Mit Spannung war der Amtsantritt des neuen Intendanten am Hessischen Staatstheater Wiesbaden erwartet worden. Uwe Eric Laufenberg eröffnet die neue Spielzeit des Musiktheaters mit einem Paukenschlag. Fast vier Stunden lang zeigt er mit der Frau ohne Schatten, was er unter dem Anspruch versteht, Oper sei ein Gesamtkunstwerk. Das Bühnenbild, so viel kann man schon zu Beginn der Spielzeit sagen, wird mindestens zu den besten der kommenden Saison zählen. Kongenial hat Gisbert Jäkel eine Hebebühne entwickelt, die zwischen der futuristisch-minimalistisch anmutenden Welt der Kaiserin und ihres Mannes und der eher naturalistischen Szenerie der Färberei wechselt. Das geht „blitzschnell“ und so mancher staunt, wie dieser Umbau in der Kürze der Zeit funktioniert. Erst spät löst Laufenberg das Geheimnis auf, indem er beim Wechsel des Bühnenbildes den Vorhang offen lässt. Antje Sternberg kleidet die Akteure in geschmack- und fantasievolle Kostüme, die die Rollen treffend charakterisieren. Und zum Gesamtkunstwerk gehört selbstverständlich auch das Licht von Andreas Frank, der mit zahllosen Effekten das Stimmungsbild wirkungsvoll untermalt. Gerard Naziri steuert Videos bei, die nicht zwingend sind, aber auch nicht stören.

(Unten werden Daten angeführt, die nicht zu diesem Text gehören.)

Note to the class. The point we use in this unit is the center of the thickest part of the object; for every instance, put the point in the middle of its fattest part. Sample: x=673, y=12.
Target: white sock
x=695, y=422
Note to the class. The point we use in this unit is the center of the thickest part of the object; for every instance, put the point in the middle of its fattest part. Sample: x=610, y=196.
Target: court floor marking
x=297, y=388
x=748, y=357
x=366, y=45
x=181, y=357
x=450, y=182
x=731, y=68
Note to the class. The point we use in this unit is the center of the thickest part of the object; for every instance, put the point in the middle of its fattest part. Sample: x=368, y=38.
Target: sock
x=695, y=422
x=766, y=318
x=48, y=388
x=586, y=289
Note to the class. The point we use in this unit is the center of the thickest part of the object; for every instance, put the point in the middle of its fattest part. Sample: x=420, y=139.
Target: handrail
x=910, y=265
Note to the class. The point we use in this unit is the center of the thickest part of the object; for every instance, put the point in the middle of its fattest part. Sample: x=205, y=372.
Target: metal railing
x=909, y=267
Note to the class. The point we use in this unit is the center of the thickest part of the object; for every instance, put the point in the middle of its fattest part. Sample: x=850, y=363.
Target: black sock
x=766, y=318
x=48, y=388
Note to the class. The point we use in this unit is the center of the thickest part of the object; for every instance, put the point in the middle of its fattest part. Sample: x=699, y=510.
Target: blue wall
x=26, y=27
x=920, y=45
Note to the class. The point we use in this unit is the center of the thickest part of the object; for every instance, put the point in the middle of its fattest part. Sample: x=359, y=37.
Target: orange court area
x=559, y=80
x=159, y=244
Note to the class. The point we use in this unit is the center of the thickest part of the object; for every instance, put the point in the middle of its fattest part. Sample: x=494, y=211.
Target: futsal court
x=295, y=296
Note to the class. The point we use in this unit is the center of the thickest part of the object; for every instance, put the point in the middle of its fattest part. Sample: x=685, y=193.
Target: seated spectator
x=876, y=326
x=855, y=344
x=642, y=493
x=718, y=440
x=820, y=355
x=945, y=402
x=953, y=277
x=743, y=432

In diesem spannungsgeladenen Rahmen fühlen sich die Akteure sichtlich wohl. Und sie zeigen eine Leistung, die eindeutig in die Spitzenliga gehört. Ob Andrea Baker als Amme, Färberin Nicola Beller Carbone oder Kaiserin Erika Sunnegårdh – die Damen scheinen geboren, um die Musik von Richard Strauss zu singen und zu spielen. Ebenfalls mit angenehmer Stimme fällt Gloria Rehm als Falke auf. Thomas Piffka verleiht dem Kaiser einen prachtvollen Tenor, und Oliver Zwarg gibt einen grandiosen Barak. In den Nebenrollen gibt es ebensowenig Ausfälle wie beim hauseigenen Chor in der Einstudierung von Albert Horne und Christoph Stiller oder dem Jugendchor des Theaters unter der Leitung von Dagmar Howe.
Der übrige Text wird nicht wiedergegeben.